An aluminum alloy foil with the Al purity of 99% or more has been used as an alloy foil for a lithium-ion secondary battery, which requires a high electrical conductivity. However, the aluminum alloy foil with the Al purity of 99% or more makes it difficult to improve its strength because the foil contains a fewer amounts of elements which contribute to the improvement in strength. That is, since there are fewer solid-solution elements or fine precipitates that can suppress the dislocation movement during heat treatment, the strength is largely decreased by the heat treatment conducted when the active material is applied.
For example, when the JIS 1000 series aluminum alloy is cast by semi-continuous casting of the molten metal alloy, a specific cast structure referred to as the “feather-like structure” is frequently found in the ingot thus obtained. This feather-like structure is a thin sheet-like growth twin, and is a cause for cracks during casting or sheet cracks during rolling. It has been known that generation of the feather-like structure can be suppressed by the addition of a refiner. However, when the refiner is added by a large amount, the solid solution content in the aluminum matrix would increase, which is considered to decrease the electrical conductivity at a large extent.
Therefore, concerning an aluminum alloy foil with high purity, it is extremely difficult to suppress the generation of the feather-like structure and to prevent the sheet crack during rolling, while maintaining high conductivity.

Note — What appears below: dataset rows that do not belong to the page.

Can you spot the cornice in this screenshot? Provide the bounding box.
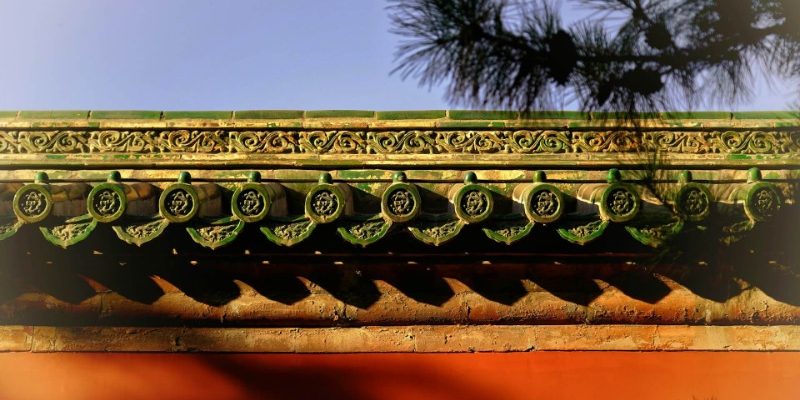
[0,111,796,250]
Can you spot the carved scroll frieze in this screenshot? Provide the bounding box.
[0,129,797,156]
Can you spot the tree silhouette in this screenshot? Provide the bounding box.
[389,0,800,114]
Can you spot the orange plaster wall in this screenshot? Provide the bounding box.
[0,352,798,400]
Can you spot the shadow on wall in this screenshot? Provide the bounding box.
[0,206,798,324]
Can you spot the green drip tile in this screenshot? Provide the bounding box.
[305,110,375,118]
[733,111,799,120]
[0,111,18,119]
[234,110,305,119]
[90,110,162,119]
[376,110,447,120]
[163,111,232,119]
[18,110,89,119]
[448,110,519,120]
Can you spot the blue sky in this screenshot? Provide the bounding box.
[0,0,795,111]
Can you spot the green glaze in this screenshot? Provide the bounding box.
[260,216,317,247]
[453,183,494,224]
[90,110,161,119]
[436,121,507,128]
[40,214,98,249]
[599,183,641,223]
[376,110,447,120]
[557,220,609,245]
[336,214,392,247]
[448,110,519,120]
[304,182,346,224]
[159,182,200,223]
[13,183,52,224]
[112,218,170,247]
[0,218,22,241]
[18,110,90,119]
[87,181,127,223]
[408,217,464,246]
[674,182,713,222]
[482,215,534,245]
[187,217,245,250]
[521,183,565,224]
[743,181,782,222]
[732,111,798,120]
[305,110,375,118]
[231,182,272,223]
[234,110,304,119]
[625,220,684,248]
[163,111,232,119]
[381,181,421,223]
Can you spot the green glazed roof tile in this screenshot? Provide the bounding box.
[732,111,798,120]
[376,110,447,120]
[90,110,162,119]
[521,111,590,119]
[448,110,519,120]
[437,121,506,128]
[234,110,305,119]
[18,110,90,119]
[305,110,375,118]
[163,111,233,119]
[661,111,732,120]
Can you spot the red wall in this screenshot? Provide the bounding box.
[0,352,798,400]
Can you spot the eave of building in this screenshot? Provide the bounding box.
[0,110,796,250]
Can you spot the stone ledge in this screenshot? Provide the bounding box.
[1,325,798,352]
[0,110,795,129]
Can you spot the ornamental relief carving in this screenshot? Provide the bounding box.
[606,188,637,217]
[387,189,416,217]
[124,220,167,239]
[271,220,314,240]
[750,187,780,219]
[237,189,266,217]
[92,189,122,217]
[19,190,48,217]
[418,220,461,239]
[195,223,240,243]
[89,130,158,152]
[460,190,490,217]
[0,129,796,155]
[164,190,194,217]
[158,130,226,153]
[486,218,530,239]
[310,190,338,217]
[678,187,710,217]
[48,221,94,242]
[345,219,387,240]
[531,190,560,218]
[568,220,607,237]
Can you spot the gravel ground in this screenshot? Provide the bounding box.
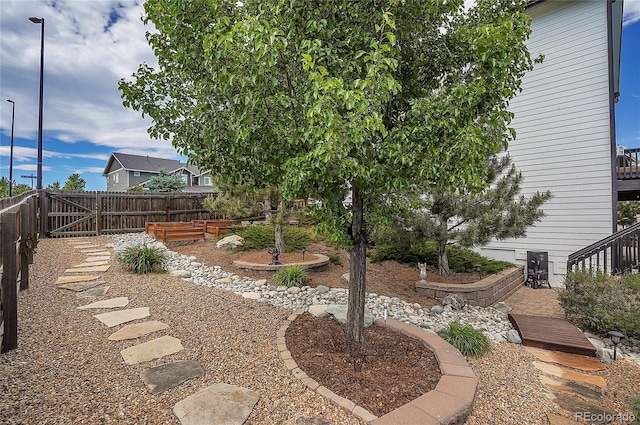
[2,235,639,425]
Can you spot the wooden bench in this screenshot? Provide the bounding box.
[191,219,238,237]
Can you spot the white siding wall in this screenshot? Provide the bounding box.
[479,0,614,286]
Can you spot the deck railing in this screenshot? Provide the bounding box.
[567,221,640,274]
[617,147,640,180]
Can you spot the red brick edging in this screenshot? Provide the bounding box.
[278,312,478,424]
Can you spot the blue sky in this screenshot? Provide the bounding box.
[1,0,639,192]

That is, as for materials for electrode current collectors, in particular, as for electrode materials for lithium-ion secondary batteries, an aluminum alloy foil having a high strength after the heat treatment during the drying step after the preparation of the aluminum alloy foil for electrode current collectors, and having superior foil rolling property for the improvement in productivity while maintaining the high electrical conductivity, has been desired.
Patent Literature 1 discloses an aluminum alloy foil with a tensile strength of 98 MPa or more, which is used for a battery collector. Patent Literature 1, however, is silent on its strength after a drying step in a manufacturing process of a positive electrode material for a lithium-ion secondary battery.
Patent Literature 2 discloses an aluminum alloy foil with a tensile strength of 160 MPa or more, which foil is used for an electrode current collector of a lithium-ion secondary battery. However, the strength after heat treatment, which simulates a drying step, is low. This strength is insufficient for preventing wrinkles during winding and ruptures during a slitting process because middle waviness occurs during press working.
Patent Literature 3 sets forth a method for preventing peeling from an active material without inducing plastic deformation during press working by increasing the strength. However, the alloy used contains Mn, Cu, and Mg as principal elements. Therefore, it is impossible to achieve a high electrical conductivity.